On the possibility that Keyboard Cat might reemerge in a third incarnation, Mike Schmidt told The Washington Post in 2018, "I'm not doing any dating right now with cats, but it can happen." As it turned out, Schmidt had already adopted Bento's replacement — another orange tabby named Skinny. One year later, Schmidt told The Spokesman-Review, "[Skinny's] been patient all these years and watched Bento be famous and get all the attention and now he's really stepping up to the plate." Schmidt even spoke of the training process, saying, "It's on another level of cuteness or excitement or surprise because it's a cat not a dog, because we're used to dogs repeating behavior. But we all know that cats are nuts.

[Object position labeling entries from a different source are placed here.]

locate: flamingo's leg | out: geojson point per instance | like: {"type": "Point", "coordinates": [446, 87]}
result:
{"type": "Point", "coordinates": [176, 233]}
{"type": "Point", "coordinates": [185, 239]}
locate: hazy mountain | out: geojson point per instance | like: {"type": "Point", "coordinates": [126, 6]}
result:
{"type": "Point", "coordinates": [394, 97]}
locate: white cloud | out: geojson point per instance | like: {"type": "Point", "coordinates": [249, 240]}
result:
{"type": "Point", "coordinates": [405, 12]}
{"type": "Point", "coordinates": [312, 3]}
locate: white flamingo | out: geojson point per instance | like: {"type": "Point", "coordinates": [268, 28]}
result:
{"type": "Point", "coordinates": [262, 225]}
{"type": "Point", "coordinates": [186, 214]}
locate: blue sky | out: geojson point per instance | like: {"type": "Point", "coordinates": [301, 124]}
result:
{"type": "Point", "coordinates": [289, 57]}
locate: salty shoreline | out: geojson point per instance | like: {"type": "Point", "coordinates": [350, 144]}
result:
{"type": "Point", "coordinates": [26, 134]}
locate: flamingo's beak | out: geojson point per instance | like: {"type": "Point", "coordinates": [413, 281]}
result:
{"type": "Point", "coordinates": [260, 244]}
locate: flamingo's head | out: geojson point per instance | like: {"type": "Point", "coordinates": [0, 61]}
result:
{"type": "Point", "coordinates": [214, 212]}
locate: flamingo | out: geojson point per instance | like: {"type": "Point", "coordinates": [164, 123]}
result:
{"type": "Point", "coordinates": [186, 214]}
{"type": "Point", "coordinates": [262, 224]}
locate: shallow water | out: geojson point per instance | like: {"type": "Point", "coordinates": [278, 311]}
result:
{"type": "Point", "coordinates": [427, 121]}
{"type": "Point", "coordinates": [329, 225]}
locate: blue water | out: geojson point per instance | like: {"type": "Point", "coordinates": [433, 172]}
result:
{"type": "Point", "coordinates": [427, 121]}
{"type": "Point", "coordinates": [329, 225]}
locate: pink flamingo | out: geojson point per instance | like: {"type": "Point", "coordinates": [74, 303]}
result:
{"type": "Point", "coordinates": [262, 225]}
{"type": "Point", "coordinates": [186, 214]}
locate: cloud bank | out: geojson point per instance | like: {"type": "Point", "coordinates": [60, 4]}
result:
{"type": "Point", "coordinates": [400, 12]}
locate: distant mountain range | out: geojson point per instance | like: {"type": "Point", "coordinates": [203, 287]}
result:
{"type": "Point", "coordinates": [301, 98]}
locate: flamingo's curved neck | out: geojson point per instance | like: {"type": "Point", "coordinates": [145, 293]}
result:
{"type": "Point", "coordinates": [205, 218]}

They're smarter than us, that much is for sure."

Keyboard Cat's third feline actor premiered in a 2019 YouTube clip called "Keyboard Cat 3.0, meet 'Skinny.'" In the comments, brian9670 wrote, "Keyboard Cat is not simply one cat, but a spirit that inhabits only the most worthy to carry on the honor." In 2023, the folks behind the Keyboard Cat YouTube channel seemed to introduce yet another orange tabby named Arlo in a video featuring retro 1980s-style Keyboard Cat music. According to the video, Arlo is Skinny's cousin and was taking piano lessons. Skinny's whereabouts were unclear, nor was it clear if Arlo might tickle the ivories in Keyboard Cat videos going forward.

As of 2023, Schmidt's original Keyboard Cat video had clocked around 73 million views on YouTube, and the brand's online store remained chock-full of related merchandise.